Magnetic levitation is a method by which an object is suspended in the air with no support other than magnetic fields. The fields are used to reverse or counteract the gravitational pull and any other counter accelerations. 

It is a highly advanced technology and has various uses. The common point in all applications is the lack of contact and thus no wear and friction. This increases efficiency, reduces maintenance costs, and increases the product lifespan. 

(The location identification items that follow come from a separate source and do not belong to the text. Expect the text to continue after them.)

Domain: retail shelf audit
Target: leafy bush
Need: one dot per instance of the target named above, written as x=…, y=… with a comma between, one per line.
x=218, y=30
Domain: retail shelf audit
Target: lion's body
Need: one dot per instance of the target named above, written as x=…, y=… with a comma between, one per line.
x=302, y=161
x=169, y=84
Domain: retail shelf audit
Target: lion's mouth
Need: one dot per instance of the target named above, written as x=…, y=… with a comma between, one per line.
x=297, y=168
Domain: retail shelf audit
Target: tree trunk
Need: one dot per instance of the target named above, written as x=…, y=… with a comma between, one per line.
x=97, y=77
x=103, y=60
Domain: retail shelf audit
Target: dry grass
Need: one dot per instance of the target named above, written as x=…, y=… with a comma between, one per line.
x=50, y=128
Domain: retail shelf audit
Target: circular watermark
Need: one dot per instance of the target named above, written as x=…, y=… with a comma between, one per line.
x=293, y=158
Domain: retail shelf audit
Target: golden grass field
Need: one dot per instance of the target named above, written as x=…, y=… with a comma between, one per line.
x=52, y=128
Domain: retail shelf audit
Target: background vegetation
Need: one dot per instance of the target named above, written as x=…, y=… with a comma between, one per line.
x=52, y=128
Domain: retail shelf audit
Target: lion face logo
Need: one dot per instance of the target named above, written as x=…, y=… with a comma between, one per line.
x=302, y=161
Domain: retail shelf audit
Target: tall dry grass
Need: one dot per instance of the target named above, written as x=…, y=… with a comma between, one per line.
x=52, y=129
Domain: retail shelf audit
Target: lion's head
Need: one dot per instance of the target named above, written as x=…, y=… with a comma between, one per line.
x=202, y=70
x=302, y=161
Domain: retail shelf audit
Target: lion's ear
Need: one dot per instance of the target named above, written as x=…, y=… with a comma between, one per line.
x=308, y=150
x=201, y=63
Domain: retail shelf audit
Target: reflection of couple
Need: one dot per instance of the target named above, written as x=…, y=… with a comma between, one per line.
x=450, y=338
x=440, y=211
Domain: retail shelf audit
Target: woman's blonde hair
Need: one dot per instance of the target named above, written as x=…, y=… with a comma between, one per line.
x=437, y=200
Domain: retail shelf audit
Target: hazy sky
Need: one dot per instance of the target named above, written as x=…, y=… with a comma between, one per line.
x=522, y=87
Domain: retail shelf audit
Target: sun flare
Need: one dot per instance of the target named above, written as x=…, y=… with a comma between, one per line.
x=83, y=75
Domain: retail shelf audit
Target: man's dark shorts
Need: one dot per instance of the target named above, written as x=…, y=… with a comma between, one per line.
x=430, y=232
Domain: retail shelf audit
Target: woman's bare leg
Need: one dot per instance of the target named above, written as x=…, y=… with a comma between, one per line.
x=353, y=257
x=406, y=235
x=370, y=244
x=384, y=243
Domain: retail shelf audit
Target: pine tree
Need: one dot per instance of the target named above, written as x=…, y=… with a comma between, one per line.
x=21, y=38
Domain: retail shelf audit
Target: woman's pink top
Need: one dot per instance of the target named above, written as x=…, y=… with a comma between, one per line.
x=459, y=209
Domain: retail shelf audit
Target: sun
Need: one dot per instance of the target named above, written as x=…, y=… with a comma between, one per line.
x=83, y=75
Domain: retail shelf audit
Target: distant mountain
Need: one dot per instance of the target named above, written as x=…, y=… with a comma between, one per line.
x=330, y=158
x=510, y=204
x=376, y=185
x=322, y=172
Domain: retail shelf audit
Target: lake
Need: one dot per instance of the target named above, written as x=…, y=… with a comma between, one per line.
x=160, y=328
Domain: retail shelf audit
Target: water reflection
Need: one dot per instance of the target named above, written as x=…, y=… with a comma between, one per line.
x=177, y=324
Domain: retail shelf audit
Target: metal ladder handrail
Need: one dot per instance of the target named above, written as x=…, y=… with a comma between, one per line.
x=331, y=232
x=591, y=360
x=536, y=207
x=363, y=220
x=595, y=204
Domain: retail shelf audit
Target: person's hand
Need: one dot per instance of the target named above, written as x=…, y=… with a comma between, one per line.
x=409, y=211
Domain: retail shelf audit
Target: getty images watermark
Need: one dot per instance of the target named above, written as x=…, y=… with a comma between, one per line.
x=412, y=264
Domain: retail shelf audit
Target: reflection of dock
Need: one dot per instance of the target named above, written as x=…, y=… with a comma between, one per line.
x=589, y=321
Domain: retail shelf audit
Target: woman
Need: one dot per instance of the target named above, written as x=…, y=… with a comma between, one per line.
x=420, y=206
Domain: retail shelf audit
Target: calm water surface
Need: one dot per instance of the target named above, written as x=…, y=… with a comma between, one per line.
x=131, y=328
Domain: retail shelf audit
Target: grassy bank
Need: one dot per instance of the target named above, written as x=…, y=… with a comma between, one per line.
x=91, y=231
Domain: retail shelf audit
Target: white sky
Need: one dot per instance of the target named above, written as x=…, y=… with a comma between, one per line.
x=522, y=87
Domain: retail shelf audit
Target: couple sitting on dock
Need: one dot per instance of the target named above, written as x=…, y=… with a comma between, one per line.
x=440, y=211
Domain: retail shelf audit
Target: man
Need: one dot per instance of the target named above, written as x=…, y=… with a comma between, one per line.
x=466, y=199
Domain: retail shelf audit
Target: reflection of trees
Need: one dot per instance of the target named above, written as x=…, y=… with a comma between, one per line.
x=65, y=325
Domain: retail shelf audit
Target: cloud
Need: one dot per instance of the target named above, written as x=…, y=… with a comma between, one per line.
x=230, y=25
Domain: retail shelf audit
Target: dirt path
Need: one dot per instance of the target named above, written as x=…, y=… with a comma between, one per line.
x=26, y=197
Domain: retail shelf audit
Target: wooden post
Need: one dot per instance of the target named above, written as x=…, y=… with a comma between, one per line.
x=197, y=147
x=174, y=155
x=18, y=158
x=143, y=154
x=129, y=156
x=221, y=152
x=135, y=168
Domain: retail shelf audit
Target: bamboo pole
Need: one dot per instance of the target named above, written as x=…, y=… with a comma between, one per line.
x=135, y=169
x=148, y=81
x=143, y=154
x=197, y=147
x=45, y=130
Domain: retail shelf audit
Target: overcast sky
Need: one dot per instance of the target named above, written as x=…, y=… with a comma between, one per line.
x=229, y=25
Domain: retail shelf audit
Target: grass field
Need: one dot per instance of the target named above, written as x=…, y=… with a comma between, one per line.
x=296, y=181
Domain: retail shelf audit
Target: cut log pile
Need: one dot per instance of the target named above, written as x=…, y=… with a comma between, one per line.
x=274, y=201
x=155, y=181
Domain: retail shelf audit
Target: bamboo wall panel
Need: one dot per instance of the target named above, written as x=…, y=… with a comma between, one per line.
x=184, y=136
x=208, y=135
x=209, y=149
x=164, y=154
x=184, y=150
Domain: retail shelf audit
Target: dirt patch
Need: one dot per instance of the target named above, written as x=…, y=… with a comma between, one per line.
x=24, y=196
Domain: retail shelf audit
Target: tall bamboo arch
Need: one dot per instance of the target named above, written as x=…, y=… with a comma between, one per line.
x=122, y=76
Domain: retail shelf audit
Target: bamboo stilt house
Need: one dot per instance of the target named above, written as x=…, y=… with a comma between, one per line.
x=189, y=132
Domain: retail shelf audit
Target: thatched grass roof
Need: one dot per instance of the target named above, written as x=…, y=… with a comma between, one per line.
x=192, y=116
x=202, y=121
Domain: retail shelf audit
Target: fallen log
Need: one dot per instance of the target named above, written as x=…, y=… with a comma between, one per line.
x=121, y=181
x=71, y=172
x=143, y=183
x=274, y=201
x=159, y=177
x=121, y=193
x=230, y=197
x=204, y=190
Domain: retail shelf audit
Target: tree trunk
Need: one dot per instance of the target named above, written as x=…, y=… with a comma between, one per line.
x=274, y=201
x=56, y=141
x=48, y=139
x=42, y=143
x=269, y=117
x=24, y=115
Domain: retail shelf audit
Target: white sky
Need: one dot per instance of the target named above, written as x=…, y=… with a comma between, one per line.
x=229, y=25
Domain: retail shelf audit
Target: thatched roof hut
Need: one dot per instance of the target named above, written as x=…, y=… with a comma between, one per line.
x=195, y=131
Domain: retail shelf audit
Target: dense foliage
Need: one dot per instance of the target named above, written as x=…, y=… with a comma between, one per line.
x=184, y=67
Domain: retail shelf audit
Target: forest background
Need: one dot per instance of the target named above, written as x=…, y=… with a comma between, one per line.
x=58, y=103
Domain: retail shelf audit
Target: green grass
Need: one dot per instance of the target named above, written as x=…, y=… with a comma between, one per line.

Magnetic levitation technology can be used as an efficient technology in various industries. Many countries are attracted to maglev systems, and many systems have been proposed in different parts of the world. 

Magnetic Levitation

Figure 1 – Magnetic Levitation 
 

Mainly, there are two types of magnetic levitation: Electromagnetic suspension (EMS) and electrodynamics suspension (EDS). Electromagnetic levitation type uses the attractive force between the magnets present on the bottom of the train and the guideway to lift the train. The magnets on the left and right sides of the train are used to eliminate any lateral displacement. This method is easier to implement, and it works even for zero speed. 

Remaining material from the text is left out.